Thinking about it some of my really bad NCS type episodes do sound quite a bit like your description, so it could be a very strong NCS reaction?

I hope you get more answers soon and some relief as well!

[lorrie]

Pat...thanks for the suggestion on the book. I called my doctor's nurse (my local PCP) and asked them about it and they are so interested in learning more about all this that he is going to order the book. I was impressed with that because I really can't afford it right now.

I drive 2 hours to get to my POTS doctor, so my PCP learning as much as possible will be a huge help.

[pat57]

ajw4055,

there are causes other then epilepsy for seizures, toxicity and lack of oxygen are 2.

lolo I'm so glad to hear that.

The seizure induced from lack of 02 can be identified by a trained eye. Try to get specific info on your movements, even a video. Epileptic seizures for instance decrease in amplitude- that's from the book. The movements become less forceful as the seizure wanes.

In my very amateur opinion you should be asking about the possibility of asystole.

http://www.nymc.edu/fhp/centers/syncope/va...l%20syncope.htm

"Blood pressure and heart rate may plummet precipitously, and asystole may occur. When this happens there is a rapid loss of central nervous system activity and often a dysinhibition of peripheral neurologic responses resulting in muscular movements mimicking a tonic-clonic seizure. "

Its important to understand that epilepsy can't be ruled out either and " Episodes of asystole and bradycardia have been documented as manifestations of left temporal lobe complex partial seizures. These patients experienced either dizziness or syncope. No sudden deaths were reported, but the possibility exists if asystole were to persist. The longest interval was 26 seconds."

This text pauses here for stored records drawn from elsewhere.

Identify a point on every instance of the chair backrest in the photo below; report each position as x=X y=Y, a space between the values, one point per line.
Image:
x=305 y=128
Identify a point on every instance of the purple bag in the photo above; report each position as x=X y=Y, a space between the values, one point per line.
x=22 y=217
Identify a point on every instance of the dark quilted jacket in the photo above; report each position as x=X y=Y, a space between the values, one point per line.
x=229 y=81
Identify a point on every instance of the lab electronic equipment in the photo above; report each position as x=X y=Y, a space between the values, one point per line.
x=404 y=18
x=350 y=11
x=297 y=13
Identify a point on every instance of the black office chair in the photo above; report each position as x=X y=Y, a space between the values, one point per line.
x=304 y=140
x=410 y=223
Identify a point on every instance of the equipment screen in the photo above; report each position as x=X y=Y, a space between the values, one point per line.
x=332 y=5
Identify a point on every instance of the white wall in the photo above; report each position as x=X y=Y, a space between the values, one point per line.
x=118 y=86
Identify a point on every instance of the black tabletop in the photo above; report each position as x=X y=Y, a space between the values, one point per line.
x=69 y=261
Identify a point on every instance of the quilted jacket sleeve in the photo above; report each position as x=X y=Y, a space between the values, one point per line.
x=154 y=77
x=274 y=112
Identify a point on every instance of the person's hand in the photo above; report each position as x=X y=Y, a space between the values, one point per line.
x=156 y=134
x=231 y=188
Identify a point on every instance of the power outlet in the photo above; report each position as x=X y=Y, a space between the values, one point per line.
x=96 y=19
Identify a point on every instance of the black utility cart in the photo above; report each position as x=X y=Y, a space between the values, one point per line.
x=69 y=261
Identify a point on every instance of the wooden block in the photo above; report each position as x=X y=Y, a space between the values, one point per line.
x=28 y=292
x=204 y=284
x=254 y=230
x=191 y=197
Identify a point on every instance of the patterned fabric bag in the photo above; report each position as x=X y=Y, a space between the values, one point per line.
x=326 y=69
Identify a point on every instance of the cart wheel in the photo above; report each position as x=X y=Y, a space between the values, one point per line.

http://www.emedicine.com/emerg/topic44.htm

I was Dx with epilepsy and I don't have it. I have heart rhythm issues, but thats why I have heard about this stuff.

[Csmith3]

I'm no expert, but for what it's worth, I suspect that some of the time it's NCS but some of the time it's something else. And, like some of the others, my guess is a neurological cause like epilepsy. Or can the narcolepsy prolong a faint - I don't know? I have POTS, NCS and I have had seizures, but nothing like you have described. And the recovery time you mention is what really stands out to me; it is much longer than I would expect from a faint.

Did you have one of these episodes whilst you were on the 7 day EEG monitor? If not, the monitoring isn't worth anything and if you are being ill more frequently now, if may be worth repeating if you can. Although flickering lights/lack of sleep etc are used to try to provoke an attack, they rarely do, so again, this doesn't really get you any nearer to a diagnosis.

In the UK we have a centre where 20 or so patients stay until they get a diagnosis (or it can be used to reverse an epilepsy diagnosis which is queried) - individuals are ECG and EEG monitored and literally watched 24hrs a day until enough episodes happen that they can make a diagnosis. I wonder if you have anything similar you could access.

I suppose the other route to go down is identifying and stopping the triggers.

I feel your frustration from the length of time it is taking to get some answers. I'm sorry I can't be more helpful and wish you luck in bringing this to a swift conclusion.

[lorrie]

Thanks Cath! Yes, I had an episode while going through the seizure study. They said it was not a seizure, but the doctor was also no help in determining what it was. He acted as though he had never heard of POTS and had to look on the internet and in medical books.

I was very excited that I had an episode with loss of bowel control while monitored, but it really didn't help after they studied the report. I am having this report sent to my POTS doctor now so he can look over it.